Mas o trabalho de Lamm alerta ainda para a possibilidade de daqui a 100 mil anos já podermos ser também capazes de controlar, com recurso à tecnologia, a nossa própriagenética. Num cenário hipotético, os pais poderiam escolher a cor dos olhos, cabelo, pele e até o nível de inteligência do filho – algo que mesmo hoje em dia já não é história de ficção científica. O que quer dizer que há a possibilidade de no futuro toda a getne se parecer com uma versão futura do famoso casal Brad Pitt e Angelina Jolie?

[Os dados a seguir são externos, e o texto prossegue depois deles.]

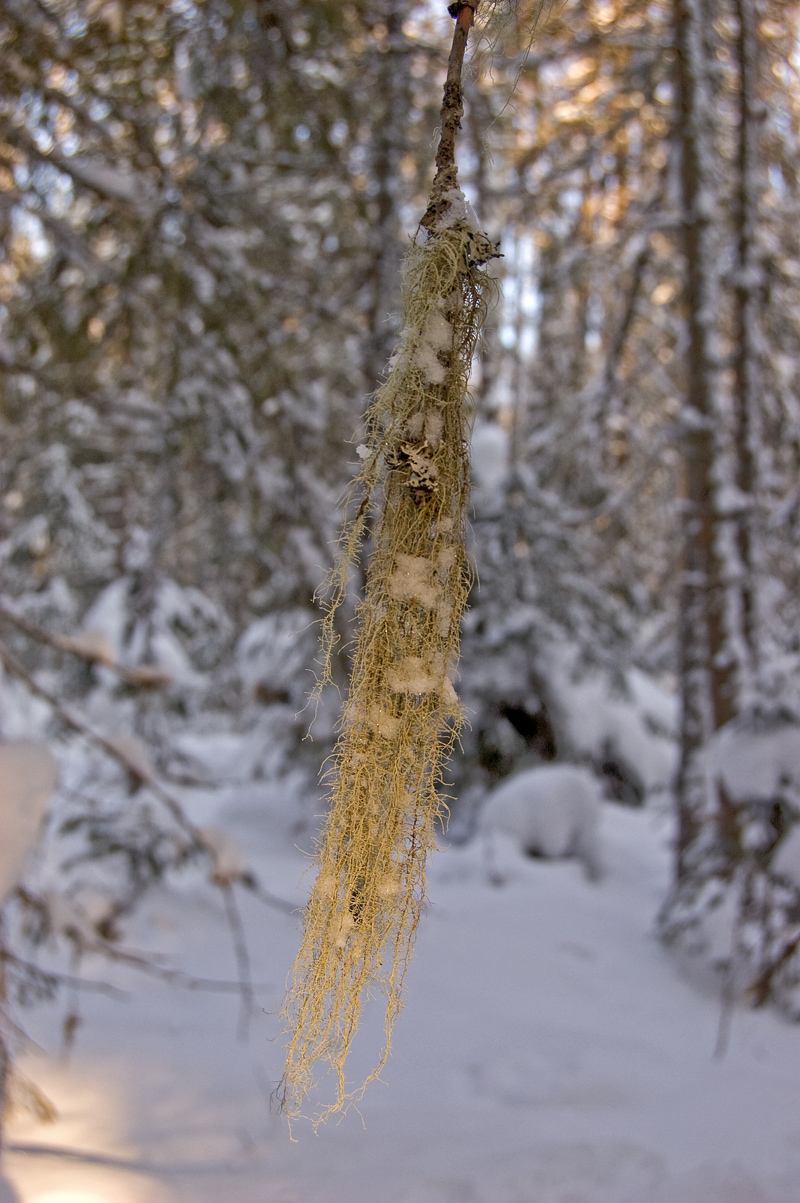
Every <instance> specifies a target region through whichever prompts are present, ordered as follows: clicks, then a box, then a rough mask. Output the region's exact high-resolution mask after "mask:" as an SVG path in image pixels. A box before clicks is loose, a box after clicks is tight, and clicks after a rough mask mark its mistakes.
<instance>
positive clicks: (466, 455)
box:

"Há uma chance de isso acontecer", reconhece o investigador. "As pessoas que puderem pagar, podem um dia ser capaz de da dar aos futuros filhos características desejáveis, como uma boa aparência, uma longa vida e inteligência". O risco de tal ser acessível apenas a uma parte da população, que se reproduziria entre si, poderia até criar uma nova casta na sociedade. Esta perspetiva de uma classe social definida geneticamente é tão orwelliana quanto assustadora. Mas há mais hipóteses de mudanças hipotéticas pela frente.
Hoje em dia, por exemplo, a nossa visão concentra-se cada vez mais nos objetos ao perto. Já não temos a necessidade de ver bem ao longe, como quando caçávamos, porque as nossas atenções (e necessidades de sobrevivência) podem focar-se em vez disso num simples ecrã de computador. Com tempo, talvez acabemos também a ver melhor ao perto mas pior ao longe.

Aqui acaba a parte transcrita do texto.